As the word “and” was supplemented with “if applicable”, gold-plating must now be assumed; otherwise, this addition would be redundant (i.e. meaningless). This is especially the case since weakening the wording of the AML Directive 2015/849 is not possible under European law. For this reason alone, only tightening the rules can be considered; apart from the possibility that the legislator did not intend to make any changes but nevertheless added to the text.
Looking ahead
Article 2 No. 11 of Regulation (EU) 2024/1624 defines ‘trust or company service provider’ as
“any natural or legal person that, by way of its business, provides any of the following services to third parties:
(a) the formation of companies or other legal persons;
(b) acting as, or arranging for another person to act as, a director or secretary of a company, a partner of a partnership, or a similar position in relation to other legal persons;
(c) providing a registered office, business address, correspondence address or administrative address, as well as other related services for a company, a partnership or any other legal person or legal arrangement;
(d) acting as, or arranging for another person to act as, a trustee of an express trust or performing an equivalent function for a similar legal arrangement;
(e) acting as, or arranging for another person to act as, a nominee shareholder for another person;”

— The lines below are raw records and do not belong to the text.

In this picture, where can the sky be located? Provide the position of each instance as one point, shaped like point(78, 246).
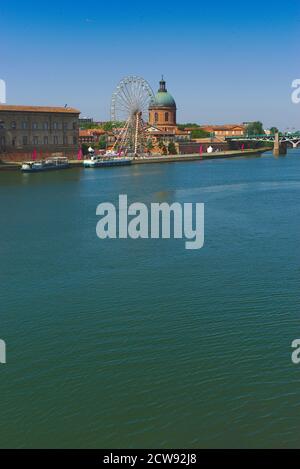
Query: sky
point(224, 62)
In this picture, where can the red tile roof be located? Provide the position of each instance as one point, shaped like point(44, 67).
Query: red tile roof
point(9, 107)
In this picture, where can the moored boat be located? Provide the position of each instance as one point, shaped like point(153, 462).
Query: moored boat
point(107, 160)
point(55, 163)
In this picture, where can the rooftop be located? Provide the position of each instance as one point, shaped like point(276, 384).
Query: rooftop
point(65, 110)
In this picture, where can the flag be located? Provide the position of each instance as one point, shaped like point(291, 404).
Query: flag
point(79, 156)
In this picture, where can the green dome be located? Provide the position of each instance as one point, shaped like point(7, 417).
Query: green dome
point(162, 97)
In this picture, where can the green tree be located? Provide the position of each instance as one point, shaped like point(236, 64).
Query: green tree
point(110, 125)
point(254, 128)
point(149, 145)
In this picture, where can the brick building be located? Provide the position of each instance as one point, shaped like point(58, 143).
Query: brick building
point(227, 130)
point(48, 130)
point(162, 110)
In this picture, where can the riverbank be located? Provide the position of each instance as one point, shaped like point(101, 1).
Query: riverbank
point(15, 166)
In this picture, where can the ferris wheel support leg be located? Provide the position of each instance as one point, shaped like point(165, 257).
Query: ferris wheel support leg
point(136, 133)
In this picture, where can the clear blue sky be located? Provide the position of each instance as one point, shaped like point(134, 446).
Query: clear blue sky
point(224, 62)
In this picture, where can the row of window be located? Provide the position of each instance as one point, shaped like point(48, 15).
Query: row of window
point(45, 141)
point(36, 126)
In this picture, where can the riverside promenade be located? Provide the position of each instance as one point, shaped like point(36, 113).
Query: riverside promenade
point(15, 166)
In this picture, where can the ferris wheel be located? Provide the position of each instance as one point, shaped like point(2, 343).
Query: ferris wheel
point(129, 104)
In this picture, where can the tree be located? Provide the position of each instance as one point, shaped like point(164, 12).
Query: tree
point(172, 149)
point(254, 128)
point(110, 125)
point(149, 145)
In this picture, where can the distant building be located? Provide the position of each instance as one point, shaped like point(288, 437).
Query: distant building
point(223, 131)
point(48, 130)
point(91, 135)
point(82, 121)
point(162, 110)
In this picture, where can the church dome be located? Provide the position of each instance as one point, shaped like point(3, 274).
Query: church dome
point(162, 97)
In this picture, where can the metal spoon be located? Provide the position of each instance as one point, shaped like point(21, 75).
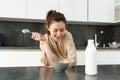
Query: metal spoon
point(26, 31)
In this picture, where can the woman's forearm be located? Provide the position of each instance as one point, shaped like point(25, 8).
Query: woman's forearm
point(49, 54)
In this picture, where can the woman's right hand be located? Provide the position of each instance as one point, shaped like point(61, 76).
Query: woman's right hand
point(37, 36)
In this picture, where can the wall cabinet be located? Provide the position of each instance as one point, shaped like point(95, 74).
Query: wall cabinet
point(13, 8)
point(101, 10)
point(37, 9)
point(117, 10)
point(74, 10)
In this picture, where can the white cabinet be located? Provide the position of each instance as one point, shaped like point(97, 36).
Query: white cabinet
point(117, 10)
point(13, 8)
point(101, 10)
point(37, 9)
point(74, 10)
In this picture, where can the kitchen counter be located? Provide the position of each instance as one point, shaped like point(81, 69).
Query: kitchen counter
point(31, 57)
point(105, 72)
point(81, 48)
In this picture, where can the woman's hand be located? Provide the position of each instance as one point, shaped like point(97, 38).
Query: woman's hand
point(37, 36)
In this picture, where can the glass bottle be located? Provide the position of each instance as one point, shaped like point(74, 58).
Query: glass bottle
point(90, 58)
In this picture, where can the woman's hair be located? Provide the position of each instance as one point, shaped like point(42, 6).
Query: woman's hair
point(52, 16)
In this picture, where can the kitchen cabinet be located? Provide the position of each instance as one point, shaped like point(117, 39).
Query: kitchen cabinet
point(13, 8)
point(74, 10)
point(117, 10)
point(37, 9)
point(101, 10)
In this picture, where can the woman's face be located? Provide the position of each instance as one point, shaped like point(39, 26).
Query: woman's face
point(57, 30)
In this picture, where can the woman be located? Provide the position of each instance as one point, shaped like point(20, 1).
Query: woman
point(57, 44)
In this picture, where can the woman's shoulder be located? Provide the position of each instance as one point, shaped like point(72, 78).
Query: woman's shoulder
point(68, 34)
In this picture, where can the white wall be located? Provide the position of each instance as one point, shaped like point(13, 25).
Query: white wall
point(31, 57)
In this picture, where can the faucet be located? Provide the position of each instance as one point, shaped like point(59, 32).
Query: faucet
point(96, 43)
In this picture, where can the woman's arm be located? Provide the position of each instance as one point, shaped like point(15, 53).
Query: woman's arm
point(71, 50)
point(48, 55)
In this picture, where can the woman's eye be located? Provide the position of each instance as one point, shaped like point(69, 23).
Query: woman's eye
point(55, 30)
point(62, 30)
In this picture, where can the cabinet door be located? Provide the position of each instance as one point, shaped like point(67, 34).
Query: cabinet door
point(74, 10)
point(13, 8)
point(37, 9)
point(101, 10)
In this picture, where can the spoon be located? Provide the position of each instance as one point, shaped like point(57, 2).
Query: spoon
point(26, 31)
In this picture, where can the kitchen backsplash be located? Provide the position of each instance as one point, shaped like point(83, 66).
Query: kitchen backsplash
point(11, 34)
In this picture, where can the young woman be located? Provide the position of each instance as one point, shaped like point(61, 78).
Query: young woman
point(57, 44)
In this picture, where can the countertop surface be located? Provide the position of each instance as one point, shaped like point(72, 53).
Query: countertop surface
point(105, 72)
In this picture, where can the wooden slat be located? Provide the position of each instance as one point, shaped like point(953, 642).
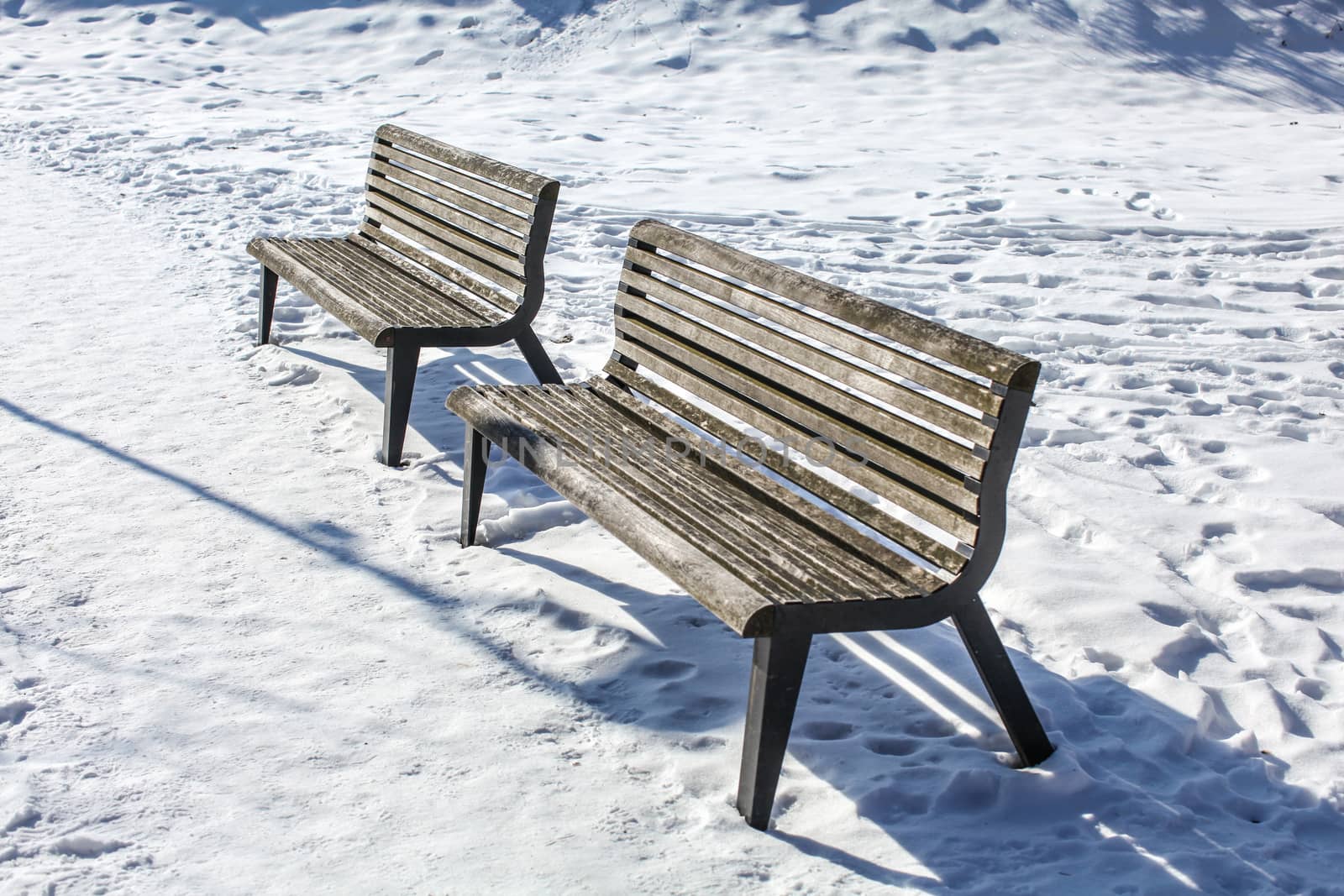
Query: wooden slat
point(844, 407)
point(766, 520)
point(403, 253)
point(790, 563)
point(486, 167)
point(917, 503)
point(922, 335)
point(470, 298)
point(273, 254)
point(874, 517)
point(401, 301)
point(827, 363)
point(871, 553)
point(827, 332)
point(768, 571)
point(492, 234)
point(669, 515)
point(504, 259)
point(743, 609)
point(504, 217)
point(380, 217)
point(386, 152)
point(672, 354)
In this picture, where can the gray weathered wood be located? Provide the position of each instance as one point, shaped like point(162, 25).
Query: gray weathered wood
point(491, 172)
point(450, 253)
point(722, 347)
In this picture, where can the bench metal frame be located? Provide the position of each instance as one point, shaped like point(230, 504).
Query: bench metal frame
point(515, 418)
point(436, 246)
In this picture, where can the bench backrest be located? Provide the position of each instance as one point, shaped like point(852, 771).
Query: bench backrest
point(918, 414)
point(474, 221)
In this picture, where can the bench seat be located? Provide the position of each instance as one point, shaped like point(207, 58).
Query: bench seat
point(722, 526)
point(696, 449)
point(450, 254)
point(370, 293)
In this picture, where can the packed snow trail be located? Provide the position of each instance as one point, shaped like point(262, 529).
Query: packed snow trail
point(234, 665)
point(239, 656)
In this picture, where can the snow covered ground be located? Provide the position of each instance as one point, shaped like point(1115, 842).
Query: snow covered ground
point(237, 654)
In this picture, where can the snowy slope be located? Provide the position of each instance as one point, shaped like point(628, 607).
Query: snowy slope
point(239, 656)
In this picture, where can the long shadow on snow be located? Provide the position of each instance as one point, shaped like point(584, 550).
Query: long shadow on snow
point(255, 13)
point(900, 725)
point(1147, 789)
point(1209, 40)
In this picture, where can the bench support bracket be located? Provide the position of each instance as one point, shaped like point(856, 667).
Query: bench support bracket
point(991, 658)
point(537, 358)
point(266, 304)
point(474, 483)
point(402, 362)
point(777, 667)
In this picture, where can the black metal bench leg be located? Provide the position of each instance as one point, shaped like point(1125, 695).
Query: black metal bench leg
point(476, 454)
point(402, 362)
point(1011, 700)
point(777, 667)
point(266, 304)
point(537, 358)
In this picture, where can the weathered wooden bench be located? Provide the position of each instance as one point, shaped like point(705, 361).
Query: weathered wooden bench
point(887, 511)
point(450, 253)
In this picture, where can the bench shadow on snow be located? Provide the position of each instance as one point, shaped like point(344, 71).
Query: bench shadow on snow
point(1209, 40)
point(902, 727)
point(1206, 40)
point(897, 723)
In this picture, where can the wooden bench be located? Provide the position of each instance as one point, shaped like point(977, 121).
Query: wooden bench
point(887, 511)
point(450, 253)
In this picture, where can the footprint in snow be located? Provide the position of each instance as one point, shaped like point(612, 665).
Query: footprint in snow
point(295, 375)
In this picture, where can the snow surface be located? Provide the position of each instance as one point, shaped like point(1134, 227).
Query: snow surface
point(241, 656)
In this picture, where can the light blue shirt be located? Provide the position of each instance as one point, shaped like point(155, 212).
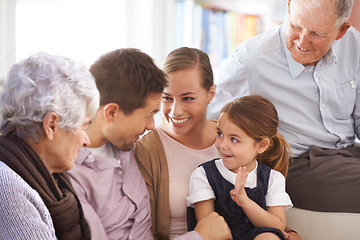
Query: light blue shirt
point(316, 105)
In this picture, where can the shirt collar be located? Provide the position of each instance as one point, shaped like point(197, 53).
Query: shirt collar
point(101, 162)
point(297, 68)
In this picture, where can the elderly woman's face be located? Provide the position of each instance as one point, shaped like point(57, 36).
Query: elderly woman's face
point(66, 147)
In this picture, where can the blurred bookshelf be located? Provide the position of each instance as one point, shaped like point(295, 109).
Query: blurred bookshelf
point(218, 26)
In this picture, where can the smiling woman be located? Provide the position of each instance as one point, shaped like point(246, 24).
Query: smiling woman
point(168, 155)
point(46, 105)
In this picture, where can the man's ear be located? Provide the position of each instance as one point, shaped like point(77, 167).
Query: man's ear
point(110, 111)
point(49, 124)
point(343, 29)
point(263, 145)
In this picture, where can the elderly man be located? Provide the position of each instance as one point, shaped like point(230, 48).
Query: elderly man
point(309, 68)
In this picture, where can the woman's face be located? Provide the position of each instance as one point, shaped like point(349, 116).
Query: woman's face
point(185, 101)
point(65, 147)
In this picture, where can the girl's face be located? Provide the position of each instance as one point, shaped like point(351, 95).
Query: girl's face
point(235, 147)
point(185, 101)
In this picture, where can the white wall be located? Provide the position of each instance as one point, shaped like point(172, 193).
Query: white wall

Note that ‘and’ has been replaced by ‘as well as’.
As a reminder, under AML Directive 2015/849, the conjunction “and” in the phrase “and other related services” matters: classification turns on more than just the address. Simply enabling an address to be used as a registered office, without accompanying corporate administration, is not enough. “And” is a simple conjunction that connects elements of equal importance.
Under Regulation (EU) 2024/1624, “as well as” functions like a preposition or conjunction to mean “in addition to”, placing a greater emphasis on the element that comes before it. So “providing a registered office, business address, correspondence address or administrative address” becomes more important than “other related services”.